Essa realidade ainda choca a tecnóloga Janete da Costa. “Já convivemos, no dia-a-dia, com esta realidade, mas, na hora que se põe no papel, dói muito”, diz . “Eu cheguei à conclusão de que a violência não é só na terceira idade. Ela vem vindo ao longo dos anos e impedem que o negro chegue à velhice”, acrescenta Janete, fazendo eco às conclusões da tese de mestrado de Alexandre da Silva, doutor em Saúde Pública pela USP (Universidade de São Paulo), que também foram apresentadas durante o evento. De acordo com ele, o volume de desfechos patológicos que impedem o negro de chegar à terceira idade começam já na dificuldade que a mulher tem ao fazer pré-natal e passar pelo enfrentamento da violência na infância e na juventude.

“A vida do negro também é muito mais dura, o acesso ao emprego é mais difícil. A cada 23 minutos um jovem negro é assassinado. Essas perdas são muito duras, mas maior ainda é a angústia dos pais de negros, que veem seus filhos saírem de casa com medo de que não voltem”, reforça Janete.

Ações possíveis

“Isso tudo existe e tem como melhorar”, garante Vanessa, referindo-se a uma estratégia de mediação de conflitos – já utilizada no Brasil por meios judiciais e extrajudiciais – que pode ser implantada em todas as camadas sociais. “Elas devem ser usadas para interromper o ciclo da violência, porque trabalha com um modelo sistêmico”, explica.

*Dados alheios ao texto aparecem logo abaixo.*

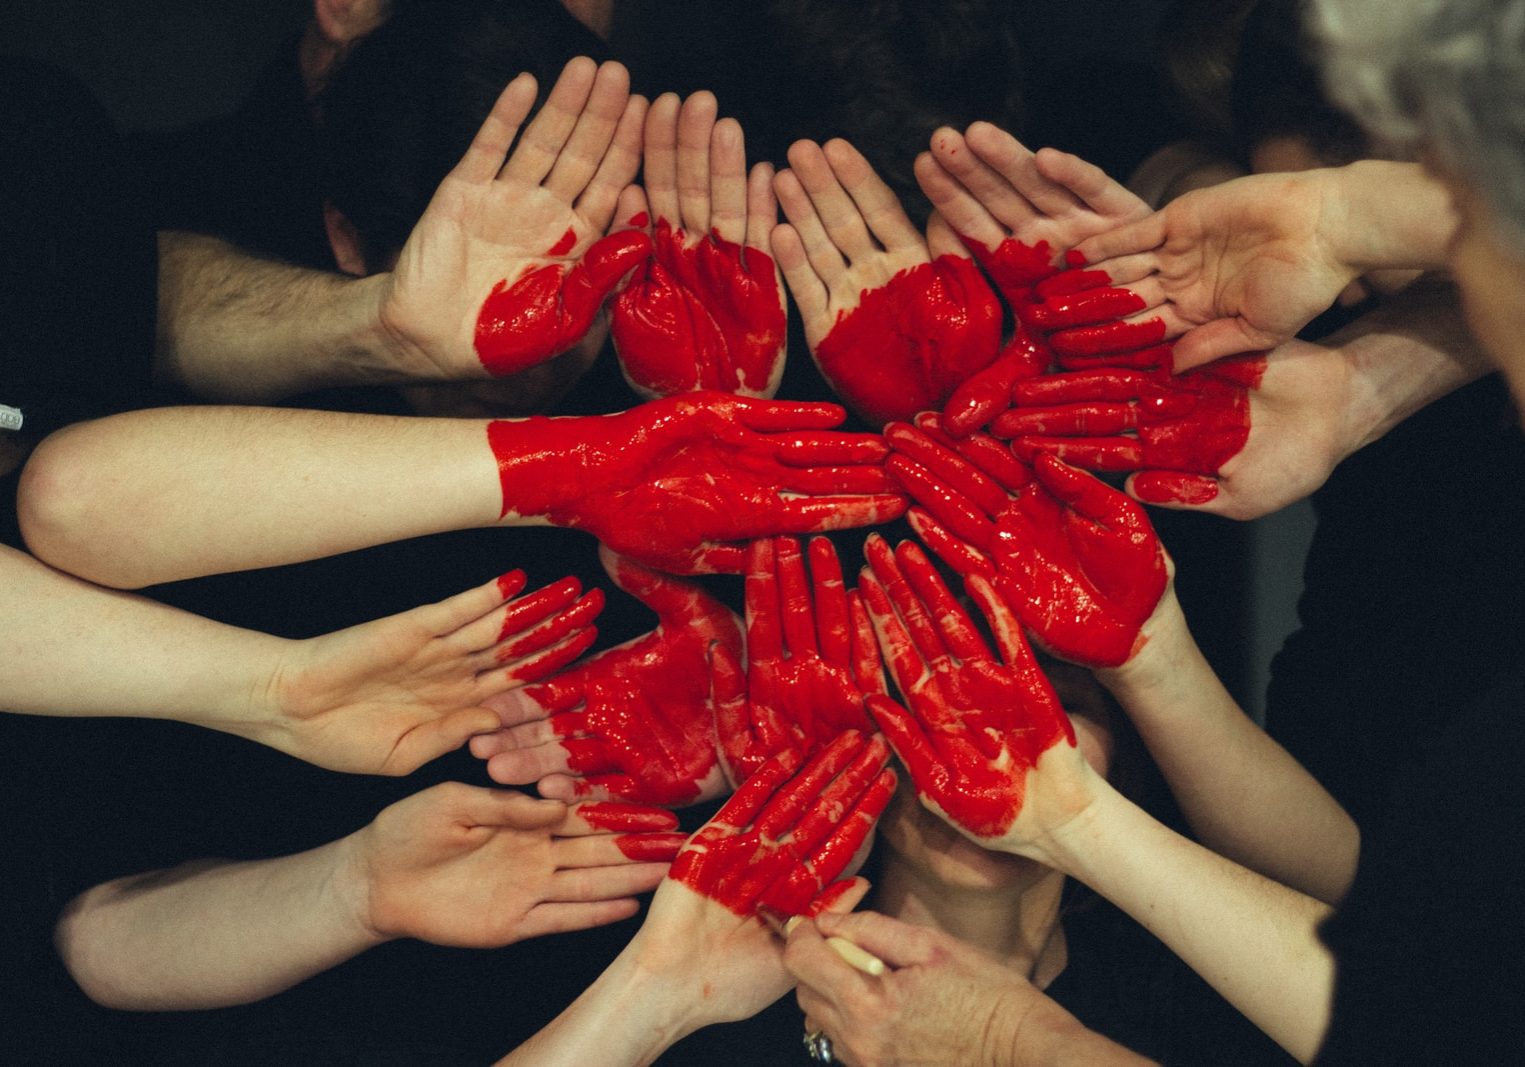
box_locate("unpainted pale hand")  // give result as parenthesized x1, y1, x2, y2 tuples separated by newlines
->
(343, 785, 684, 948)
(274, 569, 602, 774)
(486, 391, 907, 574)
(472, 547, 741, 807)
(610, 92, 787, 398)
(712, 536, 886, 786)
(772, 138, 1001, 427)
(378, 57, 651, 380)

Segundo a co-líder, a conscientização pretendida pelo fórum é o primeiro passo para a mudança dessa realidade. O próximo deve ser a mobilização “intercomiterial” (que envolve mais de um comitê) para elaborar formas de implantar e multiplicar esse modelo de mediação de conflitos por todas as instâncias da sociedade. “A informação é o primeiro recurso, por isso multiplicá-lo é muito importante. Então combinamos de criar um produto para levar essa conscientização adiante”, informa Vanessa.

Janete também acredita que, no dia a dia, pode ajudar a prática da sororidade, tão incentivada dentro do Grupo Mulheres do Brasil. “Uma coisa que foi dita no fórum é que nós, ‘Mulheres do Brasil’, somos muitas. Estamos falando de uma população de 40 mil mulheres. Se 10% se sentirem tocadas e influenciarem o seu entorno, já vai impactar muito”, conclui.